手話・日本語大辞典日本手話は、手や指、腕を使う手指動作だけでなく、非手指動作と呼ばれる、顔の部位(視線、眉、頬、口、舌、首の傾き・振り、あごの引き・出しなど)が重要な文法要素となっている。注意:「日本語対応の手話」では手の平を相手に突き出す「?か」を肯否疑問文のマーカーとして用いているが,日本手話ではここで示すイエスノー疑問文の非手指動作「文末のまゆあげ」がそのマーカーとなることに注意。

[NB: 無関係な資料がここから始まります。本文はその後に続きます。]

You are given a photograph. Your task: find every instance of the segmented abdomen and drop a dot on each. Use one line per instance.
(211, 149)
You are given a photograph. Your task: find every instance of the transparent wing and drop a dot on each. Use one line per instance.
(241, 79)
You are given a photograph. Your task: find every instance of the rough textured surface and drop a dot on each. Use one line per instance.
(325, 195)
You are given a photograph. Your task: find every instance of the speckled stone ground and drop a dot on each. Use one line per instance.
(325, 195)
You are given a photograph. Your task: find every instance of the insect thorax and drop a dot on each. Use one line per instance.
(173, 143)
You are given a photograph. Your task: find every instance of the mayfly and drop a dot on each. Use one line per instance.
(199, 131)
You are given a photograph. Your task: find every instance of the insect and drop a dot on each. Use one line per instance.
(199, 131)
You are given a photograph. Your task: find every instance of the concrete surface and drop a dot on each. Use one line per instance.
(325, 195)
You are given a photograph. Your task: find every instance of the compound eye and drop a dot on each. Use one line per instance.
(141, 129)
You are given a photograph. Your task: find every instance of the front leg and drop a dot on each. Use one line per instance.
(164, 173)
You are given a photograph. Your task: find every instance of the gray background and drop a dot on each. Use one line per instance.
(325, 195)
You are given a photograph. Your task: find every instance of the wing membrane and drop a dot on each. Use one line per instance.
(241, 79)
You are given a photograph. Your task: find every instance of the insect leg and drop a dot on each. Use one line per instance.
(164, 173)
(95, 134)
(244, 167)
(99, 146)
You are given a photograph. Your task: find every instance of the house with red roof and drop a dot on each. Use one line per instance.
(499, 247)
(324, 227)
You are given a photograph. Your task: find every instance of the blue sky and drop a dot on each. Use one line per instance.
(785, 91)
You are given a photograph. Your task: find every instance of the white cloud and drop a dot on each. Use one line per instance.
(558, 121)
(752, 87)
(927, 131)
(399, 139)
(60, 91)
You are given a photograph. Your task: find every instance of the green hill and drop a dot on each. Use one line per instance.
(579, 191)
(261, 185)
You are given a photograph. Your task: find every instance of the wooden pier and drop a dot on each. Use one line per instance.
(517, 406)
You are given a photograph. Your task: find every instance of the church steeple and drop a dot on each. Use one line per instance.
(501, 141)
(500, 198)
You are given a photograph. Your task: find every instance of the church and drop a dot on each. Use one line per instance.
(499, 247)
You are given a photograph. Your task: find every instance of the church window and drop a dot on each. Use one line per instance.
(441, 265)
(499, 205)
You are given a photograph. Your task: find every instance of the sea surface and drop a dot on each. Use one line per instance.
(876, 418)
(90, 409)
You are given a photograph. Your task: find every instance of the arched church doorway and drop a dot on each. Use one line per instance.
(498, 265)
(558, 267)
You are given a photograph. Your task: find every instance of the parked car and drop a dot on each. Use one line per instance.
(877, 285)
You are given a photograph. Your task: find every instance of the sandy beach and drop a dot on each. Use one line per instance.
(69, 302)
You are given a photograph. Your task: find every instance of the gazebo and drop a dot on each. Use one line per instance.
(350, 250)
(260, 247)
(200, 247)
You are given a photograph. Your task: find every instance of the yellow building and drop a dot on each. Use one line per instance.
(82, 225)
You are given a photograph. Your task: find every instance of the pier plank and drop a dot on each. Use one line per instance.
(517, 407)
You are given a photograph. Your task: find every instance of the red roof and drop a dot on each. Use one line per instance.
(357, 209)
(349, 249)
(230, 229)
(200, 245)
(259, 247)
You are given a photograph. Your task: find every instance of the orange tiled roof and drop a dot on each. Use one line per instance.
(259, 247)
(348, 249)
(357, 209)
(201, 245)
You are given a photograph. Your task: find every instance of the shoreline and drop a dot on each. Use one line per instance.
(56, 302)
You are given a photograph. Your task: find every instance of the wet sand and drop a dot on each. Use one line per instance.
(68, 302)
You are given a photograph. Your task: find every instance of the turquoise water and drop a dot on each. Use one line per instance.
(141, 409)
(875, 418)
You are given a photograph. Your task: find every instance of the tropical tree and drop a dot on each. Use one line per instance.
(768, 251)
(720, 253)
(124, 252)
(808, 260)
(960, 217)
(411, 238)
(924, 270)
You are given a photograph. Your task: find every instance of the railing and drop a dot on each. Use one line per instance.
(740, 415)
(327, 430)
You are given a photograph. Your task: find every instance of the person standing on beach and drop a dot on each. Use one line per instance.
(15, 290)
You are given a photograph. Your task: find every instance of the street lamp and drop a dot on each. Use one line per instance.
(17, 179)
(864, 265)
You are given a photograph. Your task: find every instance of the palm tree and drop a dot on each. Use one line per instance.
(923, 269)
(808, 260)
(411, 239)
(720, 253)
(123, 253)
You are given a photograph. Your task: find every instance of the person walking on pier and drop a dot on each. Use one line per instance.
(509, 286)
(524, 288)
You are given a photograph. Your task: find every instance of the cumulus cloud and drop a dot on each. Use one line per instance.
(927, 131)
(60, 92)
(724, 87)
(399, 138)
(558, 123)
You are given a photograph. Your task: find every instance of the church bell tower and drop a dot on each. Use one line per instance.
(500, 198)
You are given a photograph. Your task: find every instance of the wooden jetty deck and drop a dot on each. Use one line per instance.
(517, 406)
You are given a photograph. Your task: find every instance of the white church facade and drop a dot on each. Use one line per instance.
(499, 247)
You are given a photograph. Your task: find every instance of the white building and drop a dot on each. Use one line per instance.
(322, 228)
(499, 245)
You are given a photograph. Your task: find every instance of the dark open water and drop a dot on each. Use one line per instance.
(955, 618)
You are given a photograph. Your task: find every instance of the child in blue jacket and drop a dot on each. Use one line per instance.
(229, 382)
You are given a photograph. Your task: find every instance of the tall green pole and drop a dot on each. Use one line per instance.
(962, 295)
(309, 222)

日本手話の性差 言語学における性差とは同じ言語に属しながら,男性話者と女性話者の表現が客観的に見て明らかな相違を示すことを言う。また手話落語では複数の人物表現の要求から「女性的な」またはね「男性的な」手話が必要とされ,今後の研究の資料となる可能性を持つ。手話通訳者(聴者)などがこれに違和感を覚え『文脈における文法性の一致』を意識し女性の形で表現することがあるが,当のろうコミュニティでは『妹は女子校に通う』という時でも男性単数の形が違和感なく用いられる。
しかし,以下ではいわゆる「日本語対応の手話」と「日本手話」の区別を明示するいくつかの特徴的文法則がまず説明されてますよん。以前日本の手話言語学者は手話は音声語とは形態において異なる故に,音声言語学とはまったく異なる言語学用語,文法用語によって研究されるべきであるという立場をとっていた。